Prerequisite knowledge

  • Basic knowledge of Hadoop, Kafka, and key-value stores (useful but not required)

What you'll learn

  • Explore Venice, a new data store capable of ingesting data from Hadoop and Kafka, merging it together, replicating it globally, and serving it online at low latency

Description

Companies with batch and stream processing pipelines need to serve the insights they glean back to their users, an often-overlooked problem that can be hard to achieve reliably and at scale. Felix GV and Yan Yan offer an overview of Venice, a new data store capable of ingesting data from Hadoop and Kafka, merging it together, replicating it globally, and serving it online at low latency. (LinkedIn runs Venice as a multitenant, self-service, globally replicated system.)

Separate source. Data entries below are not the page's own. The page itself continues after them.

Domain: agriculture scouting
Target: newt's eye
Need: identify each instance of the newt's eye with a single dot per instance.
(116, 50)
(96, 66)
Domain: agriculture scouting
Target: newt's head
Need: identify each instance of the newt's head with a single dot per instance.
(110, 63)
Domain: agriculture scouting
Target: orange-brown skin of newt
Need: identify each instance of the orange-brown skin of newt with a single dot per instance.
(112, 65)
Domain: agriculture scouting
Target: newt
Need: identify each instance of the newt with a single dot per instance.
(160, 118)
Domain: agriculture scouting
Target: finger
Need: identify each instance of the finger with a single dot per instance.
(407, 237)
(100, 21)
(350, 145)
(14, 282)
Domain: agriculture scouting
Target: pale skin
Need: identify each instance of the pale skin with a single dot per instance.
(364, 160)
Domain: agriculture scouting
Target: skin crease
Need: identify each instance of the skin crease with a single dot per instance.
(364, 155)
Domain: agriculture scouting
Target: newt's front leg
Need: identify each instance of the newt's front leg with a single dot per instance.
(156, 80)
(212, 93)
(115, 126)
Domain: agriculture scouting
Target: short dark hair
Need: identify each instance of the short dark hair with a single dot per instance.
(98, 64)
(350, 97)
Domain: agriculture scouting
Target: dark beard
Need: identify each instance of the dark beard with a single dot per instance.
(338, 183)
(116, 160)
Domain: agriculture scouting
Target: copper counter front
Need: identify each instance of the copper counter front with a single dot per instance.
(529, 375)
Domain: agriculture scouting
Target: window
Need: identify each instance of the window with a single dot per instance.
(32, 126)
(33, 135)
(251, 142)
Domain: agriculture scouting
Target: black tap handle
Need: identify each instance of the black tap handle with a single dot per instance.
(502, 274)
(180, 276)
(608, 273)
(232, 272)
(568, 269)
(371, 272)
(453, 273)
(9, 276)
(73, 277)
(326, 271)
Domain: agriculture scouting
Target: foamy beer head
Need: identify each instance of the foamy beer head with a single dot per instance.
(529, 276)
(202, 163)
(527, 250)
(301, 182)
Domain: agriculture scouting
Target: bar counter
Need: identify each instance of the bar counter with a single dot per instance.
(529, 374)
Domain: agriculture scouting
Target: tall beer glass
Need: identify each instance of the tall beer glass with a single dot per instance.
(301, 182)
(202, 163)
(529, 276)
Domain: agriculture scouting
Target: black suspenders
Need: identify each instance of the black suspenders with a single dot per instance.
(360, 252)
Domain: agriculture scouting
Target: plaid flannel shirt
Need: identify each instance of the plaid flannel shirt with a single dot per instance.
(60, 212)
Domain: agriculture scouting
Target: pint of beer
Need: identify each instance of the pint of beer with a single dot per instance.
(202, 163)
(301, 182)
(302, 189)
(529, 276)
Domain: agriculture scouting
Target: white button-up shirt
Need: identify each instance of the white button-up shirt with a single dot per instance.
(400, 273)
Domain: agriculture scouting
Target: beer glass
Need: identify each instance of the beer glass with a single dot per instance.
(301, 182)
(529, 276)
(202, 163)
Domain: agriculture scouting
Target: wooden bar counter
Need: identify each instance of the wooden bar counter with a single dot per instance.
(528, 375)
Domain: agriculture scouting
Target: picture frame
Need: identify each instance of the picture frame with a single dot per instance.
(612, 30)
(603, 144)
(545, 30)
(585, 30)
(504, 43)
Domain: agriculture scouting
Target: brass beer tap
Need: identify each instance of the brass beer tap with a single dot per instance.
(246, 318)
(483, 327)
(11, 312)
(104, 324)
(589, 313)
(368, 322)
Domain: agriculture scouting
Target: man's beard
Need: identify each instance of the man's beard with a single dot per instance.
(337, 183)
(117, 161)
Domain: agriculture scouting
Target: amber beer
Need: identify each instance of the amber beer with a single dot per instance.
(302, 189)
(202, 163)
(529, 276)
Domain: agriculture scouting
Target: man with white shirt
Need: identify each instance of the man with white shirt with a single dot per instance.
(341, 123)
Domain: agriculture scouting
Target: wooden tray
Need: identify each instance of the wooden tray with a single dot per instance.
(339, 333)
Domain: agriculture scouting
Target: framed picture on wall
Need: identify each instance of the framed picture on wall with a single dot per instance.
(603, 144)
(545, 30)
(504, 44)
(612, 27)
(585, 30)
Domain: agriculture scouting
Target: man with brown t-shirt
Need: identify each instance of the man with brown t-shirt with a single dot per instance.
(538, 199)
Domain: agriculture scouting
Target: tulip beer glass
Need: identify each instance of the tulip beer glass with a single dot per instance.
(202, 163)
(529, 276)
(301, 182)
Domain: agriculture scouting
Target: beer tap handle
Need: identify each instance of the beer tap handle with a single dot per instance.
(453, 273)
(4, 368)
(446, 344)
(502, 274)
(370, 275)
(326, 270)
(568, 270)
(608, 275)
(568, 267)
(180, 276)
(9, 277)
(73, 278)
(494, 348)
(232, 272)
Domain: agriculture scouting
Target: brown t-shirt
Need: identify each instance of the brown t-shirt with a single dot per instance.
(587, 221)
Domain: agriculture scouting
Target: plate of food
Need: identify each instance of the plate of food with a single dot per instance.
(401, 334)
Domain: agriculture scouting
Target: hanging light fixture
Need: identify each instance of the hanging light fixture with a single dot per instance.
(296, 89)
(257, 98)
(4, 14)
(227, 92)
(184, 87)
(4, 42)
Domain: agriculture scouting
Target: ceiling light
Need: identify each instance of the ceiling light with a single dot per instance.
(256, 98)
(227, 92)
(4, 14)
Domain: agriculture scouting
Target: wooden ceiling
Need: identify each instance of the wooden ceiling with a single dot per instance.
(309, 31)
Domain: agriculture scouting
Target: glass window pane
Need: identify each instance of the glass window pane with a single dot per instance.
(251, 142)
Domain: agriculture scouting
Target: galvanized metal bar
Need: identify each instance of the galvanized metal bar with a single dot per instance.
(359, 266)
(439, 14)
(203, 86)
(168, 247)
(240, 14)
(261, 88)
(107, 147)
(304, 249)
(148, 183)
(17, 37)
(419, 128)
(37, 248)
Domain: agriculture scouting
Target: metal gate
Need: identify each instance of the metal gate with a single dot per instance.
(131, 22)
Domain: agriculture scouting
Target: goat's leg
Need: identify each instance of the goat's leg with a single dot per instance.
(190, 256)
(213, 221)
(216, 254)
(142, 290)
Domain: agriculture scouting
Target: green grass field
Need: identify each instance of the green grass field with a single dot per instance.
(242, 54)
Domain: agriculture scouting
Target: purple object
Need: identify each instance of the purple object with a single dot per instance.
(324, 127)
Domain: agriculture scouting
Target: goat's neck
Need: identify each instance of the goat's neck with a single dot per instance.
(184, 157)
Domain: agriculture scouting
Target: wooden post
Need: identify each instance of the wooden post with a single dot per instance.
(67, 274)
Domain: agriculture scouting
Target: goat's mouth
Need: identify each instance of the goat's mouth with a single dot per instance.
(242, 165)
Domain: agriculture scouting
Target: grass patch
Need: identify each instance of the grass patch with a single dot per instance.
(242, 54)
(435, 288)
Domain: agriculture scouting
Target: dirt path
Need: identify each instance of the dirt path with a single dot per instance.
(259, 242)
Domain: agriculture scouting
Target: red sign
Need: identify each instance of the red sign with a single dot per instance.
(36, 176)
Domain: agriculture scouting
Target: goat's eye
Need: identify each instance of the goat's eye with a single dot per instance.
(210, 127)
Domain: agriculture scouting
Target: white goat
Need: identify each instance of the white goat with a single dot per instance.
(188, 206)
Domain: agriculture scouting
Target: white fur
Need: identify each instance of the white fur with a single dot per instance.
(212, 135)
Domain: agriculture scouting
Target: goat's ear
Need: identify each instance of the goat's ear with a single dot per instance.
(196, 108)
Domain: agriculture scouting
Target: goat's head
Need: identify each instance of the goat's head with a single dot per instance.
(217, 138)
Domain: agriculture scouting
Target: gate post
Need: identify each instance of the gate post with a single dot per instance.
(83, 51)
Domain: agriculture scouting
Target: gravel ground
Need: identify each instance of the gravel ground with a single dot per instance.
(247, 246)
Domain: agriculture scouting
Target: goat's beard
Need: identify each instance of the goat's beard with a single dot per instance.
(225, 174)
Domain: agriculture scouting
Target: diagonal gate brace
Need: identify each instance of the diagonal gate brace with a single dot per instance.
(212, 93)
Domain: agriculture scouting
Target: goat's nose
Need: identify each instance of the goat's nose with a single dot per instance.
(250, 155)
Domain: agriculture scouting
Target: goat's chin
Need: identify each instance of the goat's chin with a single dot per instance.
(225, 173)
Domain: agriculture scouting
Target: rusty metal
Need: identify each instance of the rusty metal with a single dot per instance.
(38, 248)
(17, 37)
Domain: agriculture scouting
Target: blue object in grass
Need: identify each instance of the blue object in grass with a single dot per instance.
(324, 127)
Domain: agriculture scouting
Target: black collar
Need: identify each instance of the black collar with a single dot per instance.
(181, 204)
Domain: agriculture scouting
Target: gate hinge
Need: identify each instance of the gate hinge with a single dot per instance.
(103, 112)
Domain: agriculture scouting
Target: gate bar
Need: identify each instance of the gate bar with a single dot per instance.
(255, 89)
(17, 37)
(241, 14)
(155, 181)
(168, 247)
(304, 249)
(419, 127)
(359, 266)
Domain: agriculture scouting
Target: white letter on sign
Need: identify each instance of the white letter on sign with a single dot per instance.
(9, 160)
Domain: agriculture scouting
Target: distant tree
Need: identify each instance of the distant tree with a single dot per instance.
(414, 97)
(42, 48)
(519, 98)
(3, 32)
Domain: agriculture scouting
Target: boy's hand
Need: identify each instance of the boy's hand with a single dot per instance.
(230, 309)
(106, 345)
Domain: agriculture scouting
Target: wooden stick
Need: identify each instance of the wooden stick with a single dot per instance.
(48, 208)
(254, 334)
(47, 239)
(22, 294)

Venice was designed to be the next-generation replacement of the Voldemort Read-Only system, with the intent to provide a broader feature set, better availability characteristics, and a more efficient architecture. Venice is designed for high-throughput ingestion from Hadoop and Kafka, and these data sources can be merged at ingestion time in order to provide semantics similar to those of a lambda architecture but with a simpler, faster, and more available read path. Robustness is a primary architectural concern and, as such, Venice provides highly available reads and writes, self-healing, stringent data validation guarantees, and the ability to roll back entire datasets in cases where bad data is pushed.

Photo of Felix GV

Felix GV

LinkedIn

Felix GV is a software engineer working on LinkedIn’s data infrastructure. He works on Voldemort and Venice and keeps a close eye on Hadoop, Kafka, Samza, Azkaban, and other systems.

Photo of Yan Yan

Yan Yan

LinkedIn

Yan Yan is an engineer at LinkedIn, where he works on the Voldemort and Venice team within the company’s data infrastructure organization. He has extensive experience working on cluster management, Zookeeper, Helix, and distributed systems in general.